Trivializing Technology.
Emory University professor of English Mark Bauerlein, author of The Dumbest Generation, is a luddite curmudgeon, and may his tribe increase (says the priest with a blog):
Here's the whole thing.To Mark Bauerlein, a professor of English at Emory University, the present is a good time to be young only if you don't mind a tendency toward empty-headedness. In "The Dumbest Generation," he argues that cultural and technological forces, far from opening up an exciting new world of learning and thinking, have conspired to create a level of public ignorance so high as to threaten our democracy.
Adults are so busy imagining the ways that technology can improve classroom learning or improve the public debate that they've blinded themselves to the collective dumbing down that is actually taking place. The kids are using their technological advantage to immerse themselves in a trivial, solipsistic, distracting online world at the expense of more enriching activities – like opening a book or writing complete sentences.
Mr. Bauerlein presents a wealth of data to show that young people, with the aid of digital media, are intensely focusing on themselves, their peers and the present moment. YouTube and MySpace, he says, are revealingly named: These and other top Web destinations are "peer to peer" environments in the sense that their juvenile users have populated them with predictably juvenile content. The sites where students spend most of their time "harden adolescent styles and thoughts, amplifying the discourse of the lunchroom and keg party, not spreading the works of the Old Masters."

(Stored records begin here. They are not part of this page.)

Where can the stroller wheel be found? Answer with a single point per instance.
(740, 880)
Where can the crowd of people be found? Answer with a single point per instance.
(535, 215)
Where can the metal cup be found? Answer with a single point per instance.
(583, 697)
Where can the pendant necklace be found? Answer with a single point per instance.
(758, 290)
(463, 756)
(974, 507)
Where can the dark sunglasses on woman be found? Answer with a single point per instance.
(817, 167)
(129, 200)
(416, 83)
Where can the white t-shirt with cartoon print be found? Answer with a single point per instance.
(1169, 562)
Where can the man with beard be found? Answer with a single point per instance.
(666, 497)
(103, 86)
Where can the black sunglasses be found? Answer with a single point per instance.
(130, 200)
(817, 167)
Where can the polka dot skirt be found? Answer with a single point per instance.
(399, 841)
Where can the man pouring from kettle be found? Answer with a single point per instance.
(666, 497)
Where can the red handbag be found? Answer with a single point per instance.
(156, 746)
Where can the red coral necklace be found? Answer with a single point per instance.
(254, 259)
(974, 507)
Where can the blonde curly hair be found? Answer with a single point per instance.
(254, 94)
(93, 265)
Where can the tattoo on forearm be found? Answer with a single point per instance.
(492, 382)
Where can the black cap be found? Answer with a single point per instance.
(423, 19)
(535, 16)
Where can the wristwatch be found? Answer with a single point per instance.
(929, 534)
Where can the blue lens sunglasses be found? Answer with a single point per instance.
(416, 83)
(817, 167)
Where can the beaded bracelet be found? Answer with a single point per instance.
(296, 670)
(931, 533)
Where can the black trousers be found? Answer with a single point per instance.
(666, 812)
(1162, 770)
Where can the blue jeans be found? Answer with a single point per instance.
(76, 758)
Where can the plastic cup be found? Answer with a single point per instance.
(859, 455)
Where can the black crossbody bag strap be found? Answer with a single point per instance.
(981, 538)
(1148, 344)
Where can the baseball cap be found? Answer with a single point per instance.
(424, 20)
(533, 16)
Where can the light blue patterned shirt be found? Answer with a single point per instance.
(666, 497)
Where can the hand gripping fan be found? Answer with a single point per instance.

If the new hours in front of the computer were subtracting from television time, there might be something encouraging to say about the increasingly interactive quality of youthful diversions. The facts, at least as Mr. Bauerlein marshals them, show otherwise: TV viewing is constant. The printed word has paid a price – from 1981 to 2003, the leisure reading of 15- to 17-year-olds fell to seven minutes a day from 18. But the real action has been in multitasking. By 2003, children were cramming an average of 8½ hours of media consumption a day into just 6½ hours – watching TV while surfing the Web, reading while listening to music, composing text messages while watching a movie.